Step 6: Output the Results.

In [95]:
# To start with let us reload our processor.
processor = torch.device("cuda:0" if torch.cuda.is_available() else "cpu")

# Set the number of times you wish to run the model
times_run = 4

# We can also use the simple Adam model optimiser to make sure our system is running effectively.
loss_function = nn.BCEWithLogitsLoss()
lost = []
model.to(processor)
opt = optim.Adam(model.parameters(), lr=3e-6)

In [96]:
# For every time run, set parameters
for times in range(times_run):
    model.train()
    loss_rate = 0.0
    iterate = 0
    
    # For every batch in the training set, run the optimization.
    for i, batch in enumerate(training_data):
        iterate += 1
        token_ids, masks, labels = tuple(t.to(device) for t in batch)
        opt.zero_grad()
        loss, yhat = model(input_ids=token_ids, attention_mask=masks, labels=labels)
        loss.backward()
        opt.step()
        loss_rate  += float(loss.item())
         
        # Get rid of obselte information.
        del token_ids, masks, labels
    
        # Display results if less than 20%
        if not i%20:
            print(f'Run Number: {times+1:03d}/{times_run:03d} | '
                  f'Batch {i+1:03d}/{len(training_data):03d} | '
                  f'Average loss in last iteration: {(loss_rate/iterate):.4f}')
            
            # Reset values
            loss_rate  = 0.0
            iterate = 0

        # Optional, save RAM and perform another Garabage Collection.
        # gc.collect()

        # Append lost values to an array.
        lost.append(float(loss.item()))
    
    # Print out current training accuracy after each iteration.
    with torch.set_grad_enabled(False):
          print(f'\n Current training accuracy: '
              f'{accuracy(model, training_data, processor):.2f}%')

Run Number: 001/004 | Batch 001/003 | Average loss in last iteration: 0.8032


0it [00:00, ?it/s]
100%|██████████| 3/3 [00:25<00:00,  8.51s/it]



 Current training accuracy: 21.43%
Run Number: 002/004 | Batch 001/003 | Average loss in last iteration: 0.7600


0it [00:00, ?it/s]
100%|██████████| 3/3 [00:25<00:00,  8.47s/it]

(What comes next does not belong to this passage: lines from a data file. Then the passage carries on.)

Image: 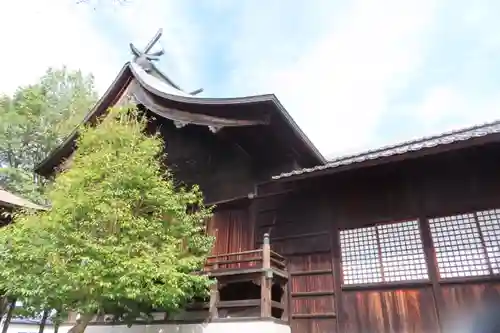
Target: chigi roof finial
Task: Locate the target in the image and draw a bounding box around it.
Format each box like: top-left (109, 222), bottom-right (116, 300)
top-left (130, 28), bottom-right (203, 96)
top-left (130, 28), bottom-right (165, 72)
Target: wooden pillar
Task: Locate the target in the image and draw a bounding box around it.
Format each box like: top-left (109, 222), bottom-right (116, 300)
top-left (260, 233), bottom-right (273, 318)
top-left (419, 215), bottom-right (444, 332)
top-left (208, 259), bottom-right (219, 319)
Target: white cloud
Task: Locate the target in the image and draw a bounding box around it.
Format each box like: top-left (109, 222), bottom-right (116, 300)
top-left (225, 0), bottom-right (435, 153)
top-left (0, 0), bottom-right (121, 93)
top-left (407, 84), bottom-right (500, 136)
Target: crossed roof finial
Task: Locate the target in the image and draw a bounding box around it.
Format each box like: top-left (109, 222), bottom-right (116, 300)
top-left (130, 28), bottom-right (165, 71)
top-left (130, 28), bottom-right (203, 96)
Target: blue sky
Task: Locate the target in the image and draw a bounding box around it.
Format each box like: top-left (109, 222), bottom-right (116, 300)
top-left (0, 0), bottom-right (500, 156)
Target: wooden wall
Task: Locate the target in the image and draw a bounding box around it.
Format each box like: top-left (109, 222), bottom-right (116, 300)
top-left (250, 146), bottom-right (500, 333)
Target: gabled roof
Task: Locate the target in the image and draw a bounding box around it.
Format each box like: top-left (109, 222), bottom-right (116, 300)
top-left (35, 62), bottom-right (326, 175)
top-left (272, 120), bottom-right (500, 180)
top-left (0, 188), bottom-right (45, 210)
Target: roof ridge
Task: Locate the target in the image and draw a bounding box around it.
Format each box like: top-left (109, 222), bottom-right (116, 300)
top-left (326, 119), bottom-right (500, 165)
top-left (271, 116), bottom-right (500, 180)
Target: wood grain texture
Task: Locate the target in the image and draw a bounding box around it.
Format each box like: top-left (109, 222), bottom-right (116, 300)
top-left (342, 288), bottom-right (439, 333)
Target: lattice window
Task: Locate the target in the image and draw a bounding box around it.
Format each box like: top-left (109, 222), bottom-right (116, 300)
top-left (477, 209), bottom-right (500, 274)
top-left (340, 220), bottom-right (428, 284)
top-left (429, 210), bottom-right (500, 279)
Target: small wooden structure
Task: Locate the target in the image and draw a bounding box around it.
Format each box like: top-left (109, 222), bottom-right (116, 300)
top-left (202, 234), bottom-right (289, 321)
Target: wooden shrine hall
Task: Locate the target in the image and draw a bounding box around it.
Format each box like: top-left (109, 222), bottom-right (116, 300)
top-left (36, 29), bottom-right (500, 333)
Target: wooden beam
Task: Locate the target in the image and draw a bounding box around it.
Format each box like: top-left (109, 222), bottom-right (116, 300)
top-left (132, 82), bottom-right (269, 128)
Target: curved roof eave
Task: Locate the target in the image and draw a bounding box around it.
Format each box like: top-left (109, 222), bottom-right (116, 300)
top-left (35, 62), bottom-right (327, 172)
top-left (129, 63), bottom-right (327, 164)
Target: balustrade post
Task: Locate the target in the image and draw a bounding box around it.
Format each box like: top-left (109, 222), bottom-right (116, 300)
top-left (260, 233), bottom-right (273, 318)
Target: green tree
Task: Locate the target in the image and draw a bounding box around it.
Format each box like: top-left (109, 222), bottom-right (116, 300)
top-left (0, 67), bottom-right (97, 202)
top-left (0, 109), bottom-right (212, 332)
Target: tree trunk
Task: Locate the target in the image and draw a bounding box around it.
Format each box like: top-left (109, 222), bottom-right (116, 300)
top-left (68, 313), bottom-right (94, 333)
top-left (0, 296), bottom-right (9, 318)
top-left (2, 298), bottom-right (16, 333)
top-left (38, 310), bottom-right (49, 333)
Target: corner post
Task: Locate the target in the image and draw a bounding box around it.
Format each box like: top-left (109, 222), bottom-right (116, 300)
top-left (260, 233), bottom-right (273, 318)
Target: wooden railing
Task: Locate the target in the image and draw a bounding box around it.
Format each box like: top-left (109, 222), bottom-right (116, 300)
top-left (205, 234), bottom-right (286, 271)
top-left (201, 234), bottom-right (288, 318)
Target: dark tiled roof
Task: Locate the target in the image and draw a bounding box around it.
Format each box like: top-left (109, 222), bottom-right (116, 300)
top-left (272, 120), bottom-right (500, 180)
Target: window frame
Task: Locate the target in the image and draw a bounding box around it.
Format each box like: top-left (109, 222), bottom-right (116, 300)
top-left (338, 218), bottom-right (431, 288)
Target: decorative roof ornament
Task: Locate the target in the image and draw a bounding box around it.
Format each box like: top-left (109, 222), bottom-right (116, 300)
top-left (130, 28), bottom-right (203, 96)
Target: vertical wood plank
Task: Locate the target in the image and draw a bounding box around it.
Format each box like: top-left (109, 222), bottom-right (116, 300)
top-left (328, 195), bottom-right (344, 333)
top-left (260, 234), bottom-right (272, 318)
top-left (208, 259), bottom-right (219, 319)
top-left (419, 216), bottom-right (444, 332)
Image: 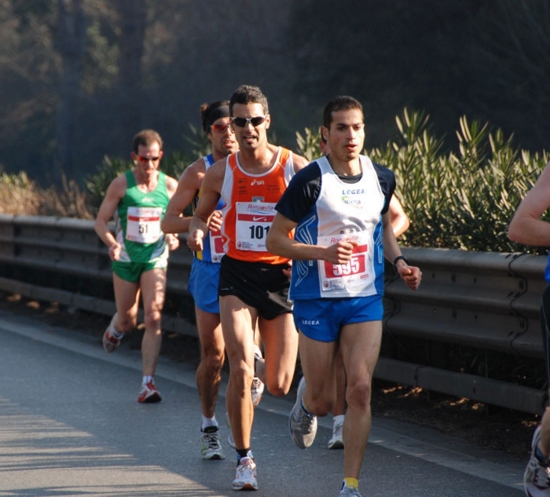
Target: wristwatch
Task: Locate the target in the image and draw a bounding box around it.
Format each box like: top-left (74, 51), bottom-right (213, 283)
top-left (393, 255), bottom-right (410, 268)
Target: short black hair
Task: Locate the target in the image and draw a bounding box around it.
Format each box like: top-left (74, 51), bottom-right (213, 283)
top-left (229, 85), bottom-right (269, 116)
top-left (323, 95), bottom-right (363, 129)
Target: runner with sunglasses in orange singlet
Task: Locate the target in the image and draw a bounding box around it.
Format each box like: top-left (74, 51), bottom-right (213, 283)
top-left (187, 85), bottom-right (307, 490)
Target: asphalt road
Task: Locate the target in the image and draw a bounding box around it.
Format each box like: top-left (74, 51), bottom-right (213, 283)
top-left (0, 313), bottom-right (526, 497)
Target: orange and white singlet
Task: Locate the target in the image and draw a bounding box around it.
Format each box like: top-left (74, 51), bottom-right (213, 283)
top-left (221, 147), bottom-right (294, 264)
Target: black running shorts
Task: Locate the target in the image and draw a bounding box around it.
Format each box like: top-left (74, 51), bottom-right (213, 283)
top-left (218, 255), bottom-right (292, 319)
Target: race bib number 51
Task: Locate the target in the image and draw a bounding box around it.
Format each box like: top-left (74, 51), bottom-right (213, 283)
top-left (126, 207), bottom-right (162, 243)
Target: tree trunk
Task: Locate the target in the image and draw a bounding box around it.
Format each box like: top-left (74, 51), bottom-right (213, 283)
top-left (116, 0), bottom-right (147, 147)
top-left (54, 0), bottom-right (86, 184)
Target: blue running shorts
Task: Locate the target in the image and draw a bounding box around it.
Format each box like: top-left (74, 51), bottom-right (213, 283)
top-left (188, 259), bottom-right (220, 314)
top-left (293, 295), bottom-right (384, 342)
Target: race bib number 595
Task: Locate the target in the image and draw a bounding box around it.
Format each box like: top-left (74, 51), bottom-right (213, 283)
top-left (318, 233), bottom-right (373, 292)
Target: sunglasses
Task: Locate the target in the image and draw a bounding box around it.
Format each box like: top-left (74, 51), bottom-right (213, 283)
top-left (210, 124), bottom-right (231, 133)
top-left (231, 116), bottom-right (267, 128)
top-left (136, 155), bottom-right (160, 162)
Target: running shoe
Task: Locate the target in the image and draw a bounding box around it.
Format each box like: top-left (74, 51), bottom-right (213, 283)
top-left (328, 421), bottom-right (344, 450)
top-left (288, 377), bottom-right (317, 449)
top-left (225, 411), bottom-right (237, 449)
top-left (201, 426), bottom-right (225, 460)
top-left (138, 381), bottom-right (162, 404)
top-left (103, 314), bottom-right (122, 353)
top-left (338, 485), bottom-right (361, 497)
top-left (523, 426), bottom-right (550, 497)
top-left (250, 345), bottom-right (265, 407)
top-left (233, 457), bottom-right (258, 490)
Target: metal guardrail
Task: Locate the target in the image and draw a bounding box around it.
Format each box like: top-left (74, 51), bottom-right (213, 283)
top-left (0, 215), bottom-right (546, 414)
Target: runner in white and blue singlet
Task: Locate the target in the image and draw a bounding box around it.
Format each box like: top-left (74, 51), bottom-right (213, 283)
top-left (267, 97), bottom-right (421, 497)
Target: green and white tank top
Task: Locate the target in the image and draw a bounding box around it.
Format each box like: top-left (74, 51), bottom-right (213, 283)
top-left (115, 171), bottom-right (170, 262)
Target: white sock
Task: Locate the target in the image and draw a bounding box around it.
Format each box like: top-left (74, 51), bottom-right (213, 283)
top-left (201, 414), bottom-right (218, 431)
top-left (111, 326), bottom-right (124, 339)
top-left (332, 414), bottom-right (346, 427)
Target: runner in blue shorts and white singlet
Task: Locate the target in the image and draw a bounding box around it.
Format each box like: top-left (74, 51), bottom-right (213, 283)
top-left (161, 101), bottom-right (264, 460)
top-left (267, 97), bottom-right (421, 497)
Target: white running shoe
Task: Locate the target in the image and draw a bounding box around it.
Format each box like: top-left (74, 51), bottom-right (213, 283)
top-left (523, 426), bottom-right (550, 497)
top-left (338, 485), bottom-right (361, 497)
top-left (201, 426), bottom-right (225, 460)
top-left (233, 457), bottom-right (258, 490)
top-left (102, 313), bottom-right (122, 353)
top-left (138, 381), bottom-right (162, 404)
top-left (288, 377), bottom-right (317, 449)
top-left (250, 345), bottom-right (265, 407)
top-left (328, 421), bottom-right (344, 450)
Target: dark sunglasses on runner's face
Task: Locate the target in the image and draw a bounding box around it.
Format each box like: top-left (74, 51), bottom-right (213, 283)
top-left (231, 116), bottom-right (267, 128)
top-left (136, 155), bottom-right (160, 162)
top-left (210, 124), bottom-right (231, 133)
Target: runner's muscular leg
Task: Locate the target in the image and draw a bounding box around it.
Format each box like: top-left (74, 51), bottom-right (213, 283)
top-left (220, 295), bottom-right (257, 449)
top-left (195, 307), bottom-right (225, 418)
top-left (256, 313), bottom-right (298, 397)
top-left (113, 273), bottom-right (140, 333)
top-left (140, 269), bottom-right (166, 376)
top-left (300, 333), bottom-right (338, 416)
top-left (340, 321), bottom-right (382, 478)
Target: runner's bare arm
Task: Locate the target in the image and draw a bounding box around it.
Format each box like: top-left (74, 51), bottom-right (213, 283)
top-left (94, 175), bottom-right (127, 260)
top-left (160, 159), bottom-right (205, 233)
top-left (508, 162), bottom-right (550, 246)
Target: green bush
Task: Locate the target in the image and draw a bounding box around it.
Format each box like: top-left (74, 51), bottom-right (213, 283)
top-left (85, 125), bottom-right (211, 211)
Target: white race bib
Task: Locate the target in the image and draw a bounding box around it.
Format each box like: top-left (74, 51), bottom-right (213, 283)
top-left (208, 230), bottom-right (225, 262)
top-left (235, 202), bottom-right (276, 252)
top-left (126, 207), bottom-right (162, 243)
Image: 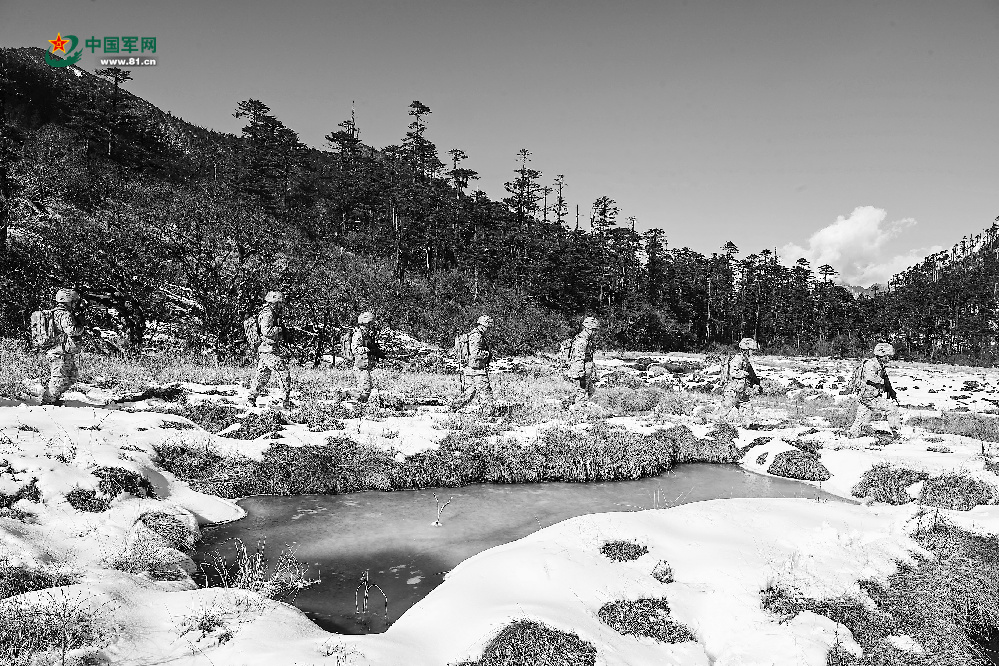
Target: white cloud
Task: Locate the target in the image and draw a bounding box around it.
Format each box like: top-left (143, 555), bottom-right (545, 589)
top-left (778, 206), bottom-right (941, 287)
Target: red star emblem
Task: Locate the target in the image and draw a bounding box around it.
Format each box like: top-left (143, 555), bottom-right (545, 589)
top-left (49, 32), bottom-right (69, 53)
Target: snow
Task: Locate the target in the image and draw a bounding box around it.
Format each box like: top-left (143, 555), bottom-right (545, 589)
top-left (0, 350), bottom-right (999, 666)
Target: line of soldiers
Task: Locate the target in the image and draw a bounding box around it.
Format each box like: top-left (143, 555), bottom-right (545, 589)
top-left (31, 289), bottom-right (901, 437)
top-left (722, 338), bottom-right (902, 438)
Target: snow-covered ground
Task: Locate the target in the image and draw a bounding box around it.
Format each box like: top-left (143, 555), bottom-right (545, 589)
top-left (0, 354), bottom-right (999, 666)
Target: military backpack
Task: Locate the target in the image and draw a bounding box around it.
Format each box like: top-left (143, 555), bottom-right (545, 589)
top-left (454, 333), bottom-right (471, 368)
top-left (243, 314), bottom-right (264, 352)
top-left (31, 309), bottom-right (60, 351)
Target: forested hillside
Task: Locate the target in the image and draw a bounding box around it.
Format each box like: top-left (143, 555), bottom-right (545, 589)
top-left (0, 49), bottom-right (997, 358)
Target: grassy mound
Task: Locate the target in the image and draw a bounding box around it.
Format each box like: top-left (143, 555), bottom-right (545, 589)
top-left (850, 463), bottom-right (930, 504)
top-left (597, 599), bottom-right (697, 643)
top-left (600, 541), bottom-right (649, 562)
top-left (767, 449), bottom-right (832, 481)
top-left (919, 474), bottom-right (995, 511)
top-left (456, 620), bottom-right (597, 666)
top-left (761, 518), bottom-right (999, 666)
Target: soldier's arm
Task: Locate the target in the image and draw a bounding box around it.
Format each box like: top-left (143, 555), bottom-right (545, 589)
top-left (56, 310), bottom-right (87, 338)
top-left (468, 331), bottom-right (489, 361)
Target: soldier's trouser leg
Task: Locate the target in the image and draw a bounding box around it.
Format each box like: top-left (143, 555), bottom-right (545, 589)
top-left (472, 375), bottom-right (496, 414)
top-left (850, 400), bottom-right (874, 437)
top-left (348, 368), bottom-right (374, 402)
top-left (249, 352), bottom-right (291, 401)
top-left (42, 354), bottom-right (80, 403)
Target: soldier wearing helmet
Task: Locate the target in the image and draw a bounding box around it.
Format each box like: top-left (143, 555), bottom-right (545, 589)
top-left (348, 312), bottom-right (385, 402)
top-left (850, 342), bottom-right (902, 438)
top-left (247, 291), bottom-right (292, 409)
top-left (451, 315), bottom-right (496, 416)
top-left (42, 288), bottom-right (86, 405)
top-left (722, 338), bottom-right (760, 422)
top-left (566, 317), bottom-right (600, 403)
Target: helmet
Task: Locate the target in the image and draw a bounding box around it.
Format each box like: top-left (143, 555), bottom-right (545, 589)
top-left (56, 288), bottom-right (80, 303)
top-left (874, 342), bottom-right (895, 356)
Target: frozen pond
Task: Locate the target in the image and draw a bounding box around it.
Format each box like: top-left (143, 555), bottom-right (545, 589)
top-left (200, 464), bottom-right (843, 634)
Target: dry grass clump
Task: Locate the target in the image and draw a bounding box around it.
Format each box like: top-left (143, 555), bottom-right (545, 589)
top-left (600, 541), bottom-right (649, 562)
top-left (919, 473), bottom-right (995, 511)
top-left (0, 592), bottom-right (117, 666)
top-left (597, 599), bottom-right (697, 643)
top-left (906, 412), bottom-right (999, 442)
top-left (66, 488), bottom-right (111, 513)
top-left (90, 467), bottom-right (156, 499)
top-left (767, 450), bottom-right (832, 481)
top-left (195, 539), bottom-right (320, 602)
top-left (761, 514), bottom-right (999, 666)
top-left (455, 620), bottom-right (597, 666)
top-left (850, 463), bottom-right (930, 505)
top-left (0, 557), bottom-right (80, 599)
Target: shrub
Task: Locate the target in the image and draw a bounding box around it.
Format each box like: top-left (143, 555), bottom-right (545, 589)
top-left (458, 620), bottom-right (597, 666)
top-left (0, 593), bottom-right (115, 666)
top-left (0, 479), bottom-right (41, 509)
top-left (919, 474), bottom-right (994, 511)
top-left (66, 488), bottom-right (111, 513)
top-left (767, 450), bottom-right (832, 481)
top-left (139, 511), bottom-right (198, 553)
top-left (196, 539), bottom-right (320, 601)
top-left (0, 557), bottom-right (79, 599)
top-left (850, 463), bottom-right (930, 504)
top-left (90, 467), bottom-right (156, 498)
top-left (652, 560), bottom-right (673, 585)
top-left (600, 541), bottom-right (649, 562)
top-left (597, 599), bottom-right (697, 643)
top-left (907, 412), bottom-right (999, 442)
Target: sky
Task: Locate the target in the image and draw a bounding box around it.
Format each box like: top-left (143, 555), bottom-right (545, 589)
top-left (0, 0), bottom-right (999, 286)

 Current training accuracy: 28.57%
Run Number: 003/004 | Batch 001/003 | Average loss in last iteration: 0.7203


0it [00:00, ?it/s]
100%|██████████| 3/3 [00:25<00:00,  8.44s/it]



 Current training accuracy: 64.29%
Run Number: 004/004 | Batch 001/003 | Average loss in last iteration: 0.6727


0it [00:00, ?it/s]
100%|██████████| 3/3 [00:25<00:00,  8.38s/it]


 Current training accuracy: 78.57%





In [97]:
with torch.set_grad_enabled(False):
  print(f'\n Final test accuracy:'
  f'{accuracy(model, training_data, processor):.2f}%')

0it [00:00, ?it/s]
100%|██████████| 3/3 [00:25<00:00,  8.38s/it]


 Final test accuracy:78.57%





Step 7: Try to interpret test accuracy as a qualatative measure.


In [109]:
# Get the accuracy value and convert from a tensor to a numpy.
accuracy_value = accuracy(model, training_data, processor).numpy()

0it [00:00, ?it/s]
100%|██████████| 3/3 [00:25<00:00,  8.41s/it]


In [125]:
# Provide a contextual explination of the obtained results.
if accuracy_value > 0 and accuracy_value <= 0.24:
  print("We obtained a training accuracy score of %d" %accuracy_value + "%") 
  print("This indicates that: The model is struggling to distinguish between Real and Fake News Sources on the Coronavirus.")

if accuracy_value >= 0.25 and accuracy_value <=0.49:
   print("We obtained a training accuracy score of %d" %accuracy_value + "%")
   print("This indicates that: The Model is underperforming at finding the difference between Real and Fake Sources on the Coronavirus.")

if accuracy_value  >= 0.5 and accuracy_value <=0.75:
  print("We obtained a training accuracy score of %d" %accuracy_value + "%")
  print("This indicates that: The Model is performing okay at identifying the difference between Real and Fake Sources on the Coronavirus.")

else: 
    print("We obtained a training accuracy score of %d" %accuracy_value + "%")  
    print("This indicates that: The Model is confidently and accurately defining Real and Fake News Sources on the Coronvirus.")

We obtained a training accuracy score of 78%
This indicates that: The Model is confidently and accurately defining Real and Fake News Sources on the Coronvirus.